De la statue et de la peinture/Livre troisième

Traduction par Claudius Popelin (prologue, biographie et épilogue).
A. Levy, Éditeur (p. 180-195).

LIVRE TROISIÈME.
LE PEINTRE.

lettrine P
our faire un peintre accompli, en état de recueillir les louanges que nous avons énumérées, il nous reste encore à dire certaines choses que je ne crois pas devoir omettre en ces commentaires et dont nous parlerons très-brièvement. L’office du peintre consiste à circonscrire et à peindre, avec des lignes et des couleurs, tout corps qui se présente sous une superficie quelconque, à une certaine distance et suivant une position déterminée du rayon central, de sorte que tout ce qui sera représenté apparaisse comme en relief et très-semblable aux objets visibles.

Le but de la peinture est d’atteindre la gloire et de mériter la reconnaissance et l’estime plutôt que de rechercher les richesses. Le peintre obtiendra ce résultat d’autant que sa peinture captivera, touchera les yeux et l’esprit des spectateurs. Nous avons dit par quels moyens on y arrive lorsque nous avons disserté, plus haut, sur la composition et sur la réception de la lumière. Mais je désire que le peintre, pour obtenir tout cela, soit avant tout homme de bien et savant dans les belles-lettres. Car personne n’ignore que la probité, plus que le goût des arts et le mérite de l’habileté, vous concilie la bienveillance des citoyens ; or, chacun sait que la bienveillance du plus grand nombre contribue énormément à la gloire de l’artiste comme à sa fortune. Aussi en résulte-t-il que souvent les hommes riches sont bien plus émus par bienveillance pour l’artiste que par une vraie connaissance de son talent même ; et ils apportent le gain à cet homme probe et modeste, de préférence à un plus habile qui serait intempérant. C’est pourquoi le peintre doit avoir des mœurs honnêtes, de l’humanité et de la courtoisie. Cela lui procurera la bienveillance, rempart contre la misère, et lui rapportera des bénéfices, excellents auxiliaires pour perfectionner son art.

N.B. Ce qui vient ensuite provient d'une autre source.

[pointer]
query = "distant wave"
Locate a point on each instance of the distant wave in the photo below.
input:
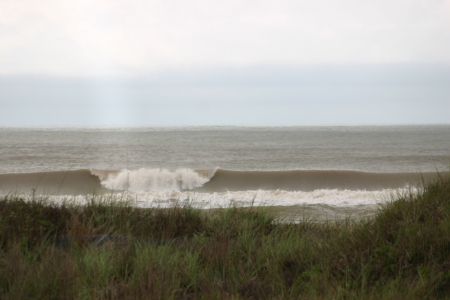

Je souhaite qu’il soit savant, autant que possible, dans tous les arts libéraux, mais je désire surtout qu’il soit versé dans la géométrie. Je suis de l’avis de Pamphile, très-ancien et très-illustre peintre, qui enseignait à des jeunes gens nobles les premiers éléments de la peinture. Il prétendait que nul ne saurait devenir bon peintre s’il ignorait la géométrie. En effet, les premiers éléments, d’où découle tout Part de la peinture, deviennent clairs et faciles à l’aide de la géométrie. Quant à moi, je pense que ni les premiers enseignements, ni aucune règle de peinture, ne peuvent être saisissables aux gens étrangers à la géométrie ; aussi affirmé-je que les peintres ne doivent la négliger sous aucun prétexte.

Il ne sera vraiment pas hors de propos qu’ils se délectent des poètes et des orateurs, car ceux-ci ont assurément avec le peintre bien des beautés communes ; et s’il est lettré et abondamment pourvu de la connaissance de maintes choses, il n’éprouvera pas un mince plaisir à établir élégamment une composition d’histoire. La gloire en gît surtout dans l’invention. Or, l’invention a une telle importance que seule elle a du charme, même en dehors de la peinture. C’est en faire l’éloge que de lire cette description de la Calomnie peinte par Apelles ainsi que le rapporte Lucien. Je pense, en vérité, qu’il n’est pas oiseux de la donner ici, afin que les peintres se tiennent pour avertis du soin qu’il faut apporter à la composition de semblables inventions.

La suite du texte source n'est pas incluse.